Duplicate content wastes crawl equity, slows time to discovery of new content, and splits link authority, weakening the ability of the duplicated pages to rank and drive traffic. But duplicate content is also a fact of life, since modern ecommerce platforms and marketing program tagging and tracking needs all contribute to the problem. Both canonical tags and 301 redirects can resolve duplicate content.

  • 301 redirects. A header request implemented at the server level, the 301 redirect is a status code that triggers before a page loads that signals to search engines that the page requested no longer exists. The 301 redirect is particularly powerful because it also commands search engines to transfer all the authority that the old page had gathered to the benefit of the new page that’s being redirected to.

301 redirects are incredibly useful in canonicalizing duplicate content, and are the preferred method for SEO whenever possible given technical resources and marketing needs.
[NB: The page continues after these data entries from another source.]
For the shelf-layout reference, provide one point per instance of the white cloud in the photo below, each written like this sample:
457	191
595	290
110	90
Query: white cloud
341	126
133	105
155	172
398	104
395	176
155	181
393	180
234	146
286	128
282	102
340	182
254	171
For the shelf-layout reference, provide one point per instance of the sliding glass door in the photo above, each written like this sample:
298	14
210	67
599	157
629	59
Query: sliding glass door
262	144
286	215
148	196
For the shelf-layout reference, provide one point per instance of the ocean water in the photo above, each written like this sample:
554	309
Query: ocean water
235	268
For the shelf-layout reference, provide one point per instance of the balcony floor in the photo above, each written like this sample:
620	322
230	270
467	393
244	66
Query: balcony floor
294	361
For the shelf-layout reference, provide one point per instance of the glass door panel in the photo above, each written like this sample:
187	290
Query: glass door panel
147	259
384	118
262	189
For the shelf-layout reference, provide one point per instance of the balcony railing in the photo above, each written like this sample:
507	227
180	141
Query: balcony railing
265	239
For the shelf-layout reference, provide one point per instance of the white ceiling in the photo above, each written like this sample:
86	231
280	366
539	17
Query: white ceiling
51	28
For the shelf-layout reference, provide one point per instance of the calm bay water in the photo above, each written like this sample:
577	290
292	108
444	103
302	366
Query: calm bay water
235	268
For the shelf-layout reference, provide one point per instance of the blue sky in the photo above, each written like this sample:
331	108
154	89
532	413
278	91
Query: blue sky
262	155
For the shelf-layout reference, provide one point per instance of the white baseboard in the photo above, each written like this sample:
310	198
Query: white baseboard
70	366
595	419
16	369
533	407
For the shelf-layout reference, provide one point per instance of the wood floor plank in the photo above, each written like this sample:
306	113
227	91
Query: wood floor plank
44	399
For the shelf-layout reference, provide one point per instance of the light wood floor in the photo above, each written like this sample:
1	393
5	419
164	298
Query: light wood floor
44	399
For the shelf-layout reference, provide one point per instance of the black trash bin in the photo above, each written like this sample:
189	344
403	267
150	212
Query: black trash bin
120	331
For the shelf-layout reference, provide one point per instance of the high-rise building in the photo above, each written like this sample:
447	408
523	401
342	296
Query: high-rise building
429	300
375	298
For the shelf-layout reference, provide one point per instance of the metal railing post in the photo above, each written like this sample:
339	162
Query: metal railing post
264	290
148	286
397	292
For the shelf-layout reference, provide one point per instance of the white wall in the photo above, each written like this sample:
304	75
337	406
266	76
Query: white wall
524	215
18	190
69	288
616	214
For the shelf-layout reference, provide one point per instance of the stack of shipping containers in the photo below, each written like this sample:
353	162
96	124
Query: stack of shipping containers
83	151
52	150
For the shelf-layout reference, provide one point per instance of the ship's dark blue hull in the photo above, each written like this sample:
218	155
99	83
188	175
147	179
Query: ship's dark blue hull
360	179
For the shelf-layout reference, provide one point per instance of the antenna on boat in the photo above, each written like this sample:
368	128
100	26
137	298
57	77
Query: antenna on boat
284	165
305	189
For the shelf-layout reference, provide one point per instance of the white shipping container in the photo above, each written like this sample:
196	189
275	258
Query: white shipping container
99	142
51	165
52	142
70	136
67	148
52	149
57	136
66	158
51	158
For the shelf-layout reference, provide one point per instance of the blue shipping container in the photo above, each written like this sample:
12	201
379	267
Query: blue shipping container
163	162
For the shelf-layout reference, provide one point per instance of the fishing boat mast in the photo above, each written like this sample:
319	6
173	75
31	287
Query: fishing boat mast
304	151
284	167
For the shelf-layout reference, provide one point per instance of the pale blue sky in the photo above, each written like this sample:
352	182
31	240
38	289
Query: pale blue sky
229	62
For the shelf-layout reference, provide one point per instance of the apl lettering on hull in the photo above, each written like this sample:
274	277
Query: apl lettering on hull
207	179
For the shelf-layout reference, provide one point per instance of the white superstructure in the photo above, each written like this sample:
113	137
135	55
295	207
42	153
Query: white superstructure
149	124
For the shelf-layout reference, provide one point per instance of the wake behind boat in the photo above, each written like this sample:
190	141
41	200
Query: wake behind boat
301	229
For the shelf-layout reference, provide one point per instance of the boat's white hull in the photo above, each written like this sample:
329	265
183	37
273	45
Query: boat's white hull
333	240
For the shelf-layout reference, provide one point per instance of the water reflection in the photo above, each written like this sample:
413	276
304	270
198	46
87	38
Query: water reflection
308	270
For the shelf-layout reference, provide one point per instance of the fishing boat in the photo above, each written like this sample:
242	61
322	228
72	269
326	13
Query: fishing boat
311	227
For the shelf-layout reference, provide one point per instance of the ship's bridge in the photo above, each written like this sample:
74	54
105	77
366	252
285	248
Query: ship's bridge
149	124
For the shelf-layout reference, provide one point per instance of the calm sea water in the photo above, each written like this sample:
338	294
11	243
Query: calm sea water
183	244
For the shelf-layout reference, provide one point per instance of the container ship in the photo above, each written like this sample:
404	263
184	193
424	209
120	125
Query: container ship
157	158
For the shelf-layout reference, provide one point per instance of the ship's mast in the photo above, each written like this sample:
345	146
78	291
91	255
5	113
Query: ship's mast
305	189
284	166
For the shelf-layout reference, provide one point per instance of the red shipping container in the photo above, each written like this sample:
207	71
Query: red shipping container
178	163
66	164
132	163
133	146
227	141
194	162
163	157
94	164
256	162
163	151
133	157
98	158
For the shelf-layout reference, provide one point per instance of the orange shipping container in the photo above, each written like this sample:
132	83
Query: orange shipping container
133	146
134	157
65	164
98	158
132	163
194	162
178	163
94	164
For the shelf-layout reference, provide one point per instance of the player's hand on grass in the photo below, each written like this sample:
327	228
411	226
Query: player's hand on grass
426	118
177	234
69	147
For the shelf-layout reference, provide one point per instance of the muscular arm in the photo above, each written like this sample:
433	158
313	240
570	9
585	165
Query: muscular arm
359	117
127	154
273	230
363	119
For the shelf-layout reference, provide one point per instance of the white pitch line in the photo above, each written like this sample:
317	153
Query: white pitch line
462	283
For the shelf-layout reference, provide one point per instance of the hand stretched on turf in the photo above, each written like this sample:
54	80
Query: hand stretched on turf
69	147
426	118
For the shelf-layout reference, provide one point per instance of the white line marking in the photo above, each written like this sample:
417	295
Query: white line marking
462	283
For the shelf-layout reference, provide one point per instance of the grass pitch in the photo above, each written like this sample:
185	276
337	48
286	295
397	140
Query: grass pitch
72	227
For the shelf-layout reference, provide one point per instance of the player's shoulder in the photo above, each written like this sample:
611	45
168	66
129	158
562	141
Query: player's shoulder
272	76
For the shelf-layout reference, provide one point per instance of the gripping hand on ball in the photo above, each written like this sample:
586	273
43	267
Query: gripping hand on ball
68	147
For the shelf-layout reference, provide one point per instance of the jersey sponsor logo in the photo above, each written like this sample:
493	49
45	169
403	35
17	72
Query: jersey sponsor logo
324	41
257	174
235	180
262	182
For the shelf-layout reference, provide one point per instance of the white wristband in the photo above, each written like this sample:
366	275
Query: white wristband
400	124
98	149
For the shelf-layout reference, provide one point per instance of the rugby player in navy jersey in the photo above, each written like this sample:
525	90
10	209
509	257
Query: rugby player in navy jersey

See Google’s Search Console Help page for more.

  • Canonical tags. Another form of metadata found in the head of a page’s code, a canonical tag tells search engine crawlers whether the page it is currently crawling is the canonical or “right” version of the page that it should index. The tag is a request, not a command, for search engines to index only the version identified as the canonical.

For instance, four exact duplicate versions of a page might exist: pages A, B, C, and D. A canonical tag could appear in all four pages that points to page A as the canonical version, and request that search engines please index only page A. The tag also requests that search engines attribute the link authority from all four versions of the page to the canonical: page A. See Google’s Search Console Help page for more.

Deindexing Old Content

Deindexing old content is a way of keeping a clean site in search engines’ indices. When old pages build up in those indices, they needlessly expand the number of pages that the engines feel they need to keep recrawling to maintain an understanding of your site. Search engines hold on to pages in their indices as long as they return a 200 OK status.

The 301 redirect is also an excellent tool for deindexing old content because in addition to alerting bots that the page no longer exists, it prompts them to deindex that old URL. A 404 error is another server header status code that prompts deindexation by alerting bots that the page no longer exists. As long as a URL returns a 301 or a 404 status code, the deindexation will happen. However, when at all possible, use a 301 redirect because it also preserves and transfers the old page’s authority to a new page to strengthen the site instead of weakening it as old pages die off.

Note that not all pages that look like error pages actually return the 404 status code that search engines require to deindex content. Sometimes old URLs use a soft 404 redirection to a page that looks like a 404 page but actually returns a 200 OK status code that sends the opposite message that it should remain indexed. For more, see Google’s Search Console Help page.

Defining Content

Lastly, structured data is a tool that helps define content types so that search engines are more likely to understand them. In Google’s case, using structured data can trigger placement in rich snippets and Knowledge Graph cards in search results pages when your content is also the most relevant and authoritative.

Usually coded using JSON-LD, structured data places bits of metadata in the page template around key elements that already exist. For example, you already have a price shown in your category and product detail pages. Structured data, using the price schema, would add a couple of tags in specified formats near the price data in the template to signal to search engines that these numbers are, in fact, a price. This, in turn, can lead to the price being displayed directly in the search result snippet.

Breadcrumbs, ratings, images, recipe details, concert listings, events, lists, forum threads, and other elements can also be pulled from a page that uses structured data and surfaced directly in the search results page.